In the Embodiments, the liquid crystal's mode of the first liquid crystal panel 11L and second liquid crystal panel 11R of the 3D glasses 10 is TN mode in a normally-white arrangement where, as shown in FIG. 3, the polarizing axis of the 3D glasses 10 (implemented by the polarizing axis 13L of the first polarizer 12L and the polarizing axis 13R of the second polarizer 12R) is perpendicular to the polarizing axis of the display device 20 (implemented by the polarizing axis 23 of the third polarizer 22); however, a normally-black arrangement may be used where the polarizing axis of the 3D glasses 10 is parallel to the polarizing axis of the display device 20.

Further, the liquid crystal's mode of the 3D glasses 10 is not limited to TN mode, and other modes such as STN, MVA, PVA, IPS, FFS, OCB, PSA, photo-alignment liquid crystal, perpendicularly-oriented in-plane electric field switching liquid crystal may be used.
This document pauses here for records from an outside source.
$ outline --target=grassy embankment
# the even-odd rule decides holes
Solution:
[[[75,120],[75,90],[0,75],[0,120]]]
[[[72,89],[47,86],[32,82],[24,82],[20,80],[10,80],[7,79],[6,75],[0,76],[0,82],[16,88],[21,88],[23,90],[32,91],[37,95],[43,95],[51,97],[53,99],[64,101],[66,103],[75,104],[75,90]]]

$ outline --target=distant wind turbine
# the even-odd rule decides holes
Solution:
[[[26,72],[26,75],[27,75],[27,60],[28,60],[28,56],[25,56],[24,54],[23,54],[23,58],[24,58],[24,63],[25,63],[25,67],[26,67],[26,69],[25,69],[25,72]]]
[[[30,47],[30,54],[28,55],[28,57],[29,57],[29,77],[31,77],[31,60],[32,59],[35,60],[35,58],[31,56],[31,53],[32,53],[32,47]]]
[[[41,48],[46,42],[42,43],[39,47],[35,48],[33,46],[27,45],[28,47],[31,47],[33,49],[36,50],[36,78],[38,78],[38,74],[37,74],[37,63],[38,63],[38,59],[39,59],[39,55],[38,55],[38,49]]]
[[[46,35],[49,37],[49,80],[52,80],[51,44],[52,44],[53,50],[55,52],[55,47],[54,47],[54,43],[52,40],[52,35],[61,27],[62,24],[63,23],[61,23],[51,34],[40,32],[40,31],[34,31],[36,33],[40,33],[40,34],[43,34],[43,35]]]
The positional relationships between the polarizing axes of the first to third polarizers or the positional relationships between the slow axes of the first to third quarter wavelength plates may be modified depending on the liquid crystal's mode.

Claims

1. A stereo image display device comprising:

stereoscopic-viewing glasses including

a first liquid crystal panel located in front of a left eye of a viewer for displaying a left eye image to be viewed by the left eye of the viewer, and

a second liquid crystal panel located in front of a right eye of the viewer for displaying a right eye image to be viewed by the right eye of the viewer; and

a white light source located in front of the viewer for emitting white light.

2. The stereo image display device according to claim 1, further comprising:

a first polarizer located closer to the viewer than the first liquid crystal panel is;

a second polarizer located closer to the viewer than the second liquid crystal panel is; and

a third polarizer located between the white light source and the stereoscopic-viewing glasses.
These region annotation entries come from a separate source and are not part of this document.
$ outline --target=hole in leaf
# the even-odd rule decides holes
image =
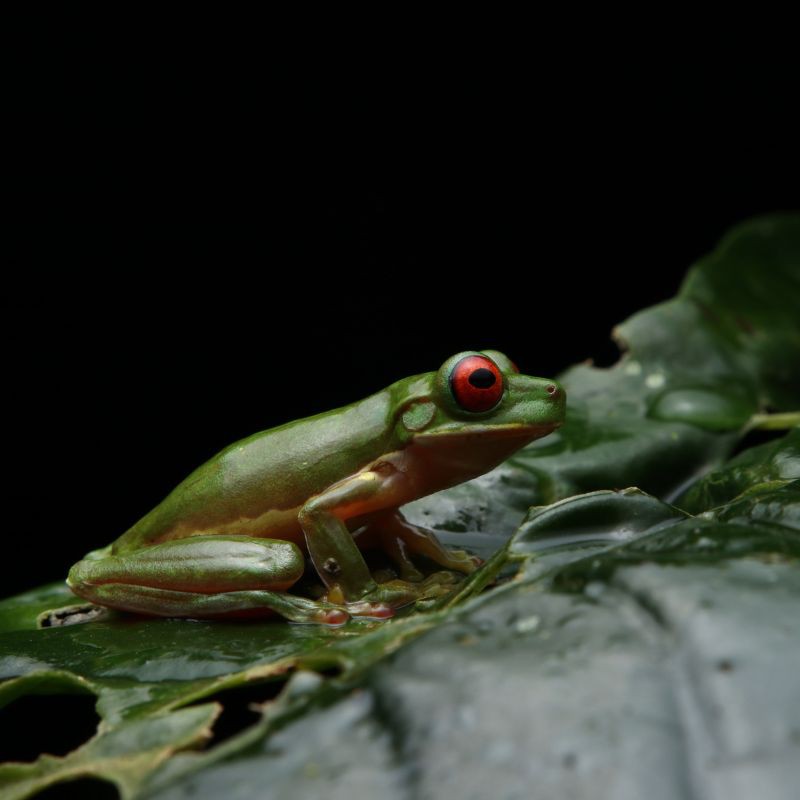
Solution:
[[[249,683],[233,689],[223,689],[190,703],[189,705],[197,706],[203,703],[217,702],[222,706],[222,712],[212,726],[212,737],[206,746],[214,747],[255,725],[261,719],[261,712],[254,709],[253,706],[274,700],[283,690],[286,680],[288,677],[263,683]]]
[[[78,778],[48,786],[38,794],[36,800],[119,800],[119,791],[110,781],[100,778]]]
[[[769,431],[758,429],[748,431],[744,437],[739,440],[739,443],[734,448],[733,453],[731,453],[731,458],[739,455],[739,453],[742,453],[745,450],[749,450],[751,447],[757,447],[758,445],[766,444],[767,442],[774,442],[775,439],[780,439],[783,436],[786,436],[786,431]]]
[[[605,339],[592,348],[592,364],[601,369],[613,367],[622,357],[622,350],[613,339]]]
[[[31,694],[0,709],[0,761],[64,756],[94,736],[100,717],[93,694]]]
3. The stereo image display device according to claim 2, wherein the first polarizer and the second polarizer are integrally formed.

4. The stereo image display device according to claim 2, wherein the white light source is a display device with its display screen displaying white.
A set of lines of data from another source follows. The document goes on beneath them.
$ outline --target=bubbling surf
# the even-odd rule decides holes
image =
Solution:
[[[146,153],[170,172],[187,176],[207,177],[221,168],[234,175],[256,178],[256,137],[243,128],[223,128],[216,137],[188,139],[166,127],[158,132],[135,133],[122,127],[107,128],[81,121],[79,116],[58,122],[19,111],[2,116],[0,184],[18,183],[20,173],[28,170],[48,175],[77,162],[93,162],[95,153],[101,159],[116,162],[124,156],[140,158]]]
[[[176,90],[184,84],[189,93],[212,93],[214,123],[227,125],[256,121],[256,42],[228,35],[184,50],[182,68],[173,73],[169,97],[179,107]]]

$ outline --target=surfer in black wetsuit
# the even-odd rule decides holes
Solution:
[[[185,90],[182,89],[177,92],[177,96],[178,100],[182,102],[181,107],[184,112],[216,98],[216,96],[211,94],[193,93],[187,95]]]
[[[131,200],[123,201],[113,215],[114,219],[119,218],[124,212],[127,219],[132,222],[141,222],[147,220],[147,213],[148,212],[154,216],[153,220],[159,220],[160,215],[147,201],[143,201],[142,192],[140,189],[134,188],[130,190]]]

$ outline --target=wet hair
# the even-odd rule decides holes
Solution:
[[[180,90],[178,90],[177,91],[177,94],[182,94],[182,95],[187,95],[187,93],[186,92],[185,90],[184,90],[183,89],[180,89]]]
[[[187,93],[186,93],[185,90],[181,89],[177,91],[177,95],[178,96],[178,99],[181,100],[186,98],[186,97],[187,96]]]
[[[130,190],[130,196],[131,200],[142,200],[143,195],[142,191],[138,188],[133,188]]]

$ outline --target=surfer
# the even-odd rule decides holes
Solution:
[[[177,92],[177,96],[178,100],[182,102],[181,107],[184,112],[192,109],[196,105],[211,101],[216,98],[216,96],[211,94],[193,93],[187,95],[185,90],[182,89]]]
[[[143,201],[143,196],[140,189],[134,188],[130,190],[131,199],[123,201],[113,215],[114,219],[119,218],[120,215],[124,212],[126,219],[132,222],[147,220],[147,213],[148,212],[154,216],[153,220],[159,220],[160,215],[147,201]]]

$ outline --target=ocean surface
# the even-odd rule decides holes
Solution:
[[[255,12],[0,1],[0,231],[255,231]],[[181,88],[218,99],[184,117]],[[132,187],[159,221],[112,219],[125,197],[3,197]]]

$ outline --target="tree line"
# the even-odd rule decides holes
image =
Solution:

5. The stereo image display device according to claim 4, further comprising a white display unit where the display screen of the display device displays white.

6. The stereo image display device according to claim 1, further comprising:

a left eye image signal output module that outputs, to the first liquid crystal panel, a left eye image signal for displaying the left eye image on the first liquid crystal panel; and

a right eye image signal output module that outputs, to the second liquid crystal panel, a right eye image signal for displaying the right eye image on the second liquid crystal panel.

7. The stereo image display device according to claim 2, further comprising:

a first quarter wavelength plate located closer to the white light source than the first liquid crystal panel is;

a second quarter wavelength plate located closer to the white light source than the second liquid crystal panel is; and

a third quarter wavelength plate located closer to the viewer than the third polarizer is and located closer to the white light source than the first quarter wavelength plate and the second quarter wavelength plate.

8. The stereo image display device according to claim 4, wherein the display device includes the third polarizer.

9. The stereo image display device according to claim 1, wherein the first liquid crystal panel and the second liquid crystal panel have polymer-dispersed liquid crystal.